D. An assistance unit member who establishes an IDA shall sign a document authorizing the financial institution to release account information to the Department.

E. The following persons can make deposits into an IDA:

    • 1. The account holder;
    • 2. A member of the account holder’s assistance unit;
    • 3. A person who is not a member of the account holder’s assistance unit; or
    • 4. A non-profit organization with a recognized tax exempt status under 26 U.S.C. 501(c)(3) or A.R.S. § 43-1201. A non-profit organization making deposits into an IDA:
      • a. Shall designate that such funds are intended solely for educational or training purposes, and
      • b. May set other terms and conditions regarding the withdrawal or use of the funds.

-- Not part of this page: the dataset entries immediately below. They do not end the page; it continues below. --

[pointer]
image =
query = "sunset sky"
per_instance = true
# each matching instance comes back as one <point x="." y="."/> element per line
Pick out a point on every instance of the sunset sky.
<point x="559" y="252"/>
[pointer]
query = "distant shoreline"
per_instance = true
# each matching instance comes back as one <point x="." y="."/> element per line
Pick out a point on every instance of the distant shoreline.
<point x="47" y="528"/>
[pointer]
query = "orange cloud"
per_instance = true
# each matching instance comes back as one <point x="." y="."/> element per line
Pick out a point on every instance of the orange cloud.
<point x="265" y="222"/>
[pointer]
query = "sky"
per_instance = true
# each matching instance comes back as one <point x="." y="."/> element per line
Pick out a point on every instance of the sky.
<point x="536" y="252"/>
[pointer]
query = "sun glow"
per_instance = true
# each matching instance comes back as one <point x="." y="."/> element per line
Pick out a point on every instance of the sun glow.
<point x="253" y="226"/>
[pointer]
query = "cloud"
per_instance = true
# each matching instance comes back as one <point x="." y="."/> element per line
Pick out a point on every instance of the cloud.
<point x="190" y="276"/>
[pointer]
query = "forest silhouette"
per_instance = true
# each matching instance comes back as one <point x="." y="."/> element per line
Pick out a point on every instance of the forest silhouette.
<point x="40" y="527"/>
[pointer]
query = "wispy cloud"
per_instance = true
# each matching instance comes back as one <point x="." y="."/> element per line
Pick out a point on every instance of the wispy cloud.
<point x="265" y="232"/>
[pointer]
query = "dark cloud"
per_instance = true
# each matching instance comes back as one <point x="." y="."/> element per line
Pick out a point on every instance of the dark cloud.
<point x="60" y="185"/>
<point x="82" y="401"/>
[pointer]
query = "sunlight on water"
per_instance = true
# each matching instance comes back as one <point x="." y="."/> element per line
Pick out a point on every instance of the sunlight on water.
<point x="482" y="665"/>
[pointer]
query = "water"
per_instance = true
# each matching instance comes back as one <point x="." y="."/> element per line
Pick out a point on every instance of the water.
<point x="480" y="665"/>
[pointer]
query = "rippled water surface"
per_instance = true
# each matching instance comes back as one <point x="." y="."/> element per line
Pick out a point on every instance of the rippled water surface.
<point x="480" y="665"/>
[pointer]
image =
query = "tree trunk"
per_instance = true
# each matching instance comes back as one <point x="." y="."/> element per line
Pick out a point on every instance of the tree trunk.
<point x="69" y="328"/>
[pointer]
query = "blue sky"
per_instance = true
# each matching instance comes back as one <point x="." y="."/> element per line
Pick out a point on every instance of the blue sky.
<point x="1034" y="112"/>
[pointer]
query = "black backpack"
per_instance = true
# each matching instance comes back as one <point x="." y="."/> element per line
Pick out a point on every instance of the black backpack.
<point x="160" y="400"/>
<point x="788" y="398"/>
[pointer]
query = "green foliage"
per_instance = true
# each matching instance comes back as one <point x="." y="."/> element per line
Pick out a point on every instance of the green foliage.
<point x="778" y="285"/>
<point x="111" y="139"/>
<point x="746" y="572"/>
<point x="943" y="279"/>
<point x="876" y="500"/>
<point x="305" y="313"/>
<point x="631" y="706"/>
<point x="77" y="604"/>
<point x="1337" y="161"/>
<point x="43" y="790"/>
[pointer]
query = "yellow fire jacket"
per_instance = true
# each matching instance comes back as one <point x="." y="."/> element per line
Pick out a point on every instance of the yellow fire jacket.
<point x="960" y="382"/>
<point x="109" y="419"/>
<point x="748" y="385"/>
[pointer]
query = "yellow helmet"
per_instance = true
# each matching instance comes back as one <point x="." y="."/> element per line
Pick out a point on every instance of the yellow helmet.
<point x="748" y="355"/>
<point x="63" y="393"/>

F. An applicant for assistance shall not place countable income or resources into an IDA for the purpose of qualifying for CA or Food Stamp Program benefits. Any money so deposited counts as a resource.

G. The Department shall exclude from the resource limitation set forth at R6-12-401(B) the balance held in an IDA which at any 1 time is $9,000 or less, except that any cumulative deposits over the life of an IDA which exceed $12,000 shall count against the resource limitation.

H. The Department shall disregard as countable income:

    • 1. Fifty percent of any earned income of the assistance unit which is deposited into an IDA, except that the Department shall not disregard more than $100 per month of earned income; and
    • 2. All interest earned on an IDA.

I. An assistance unit which holds an IDA shall:

    • 1. Report to the Department all income which is deposited into an IDA or withdrawn from an IDA; and
    • 2. Submit account statements to the Department at each eligibility redetermination.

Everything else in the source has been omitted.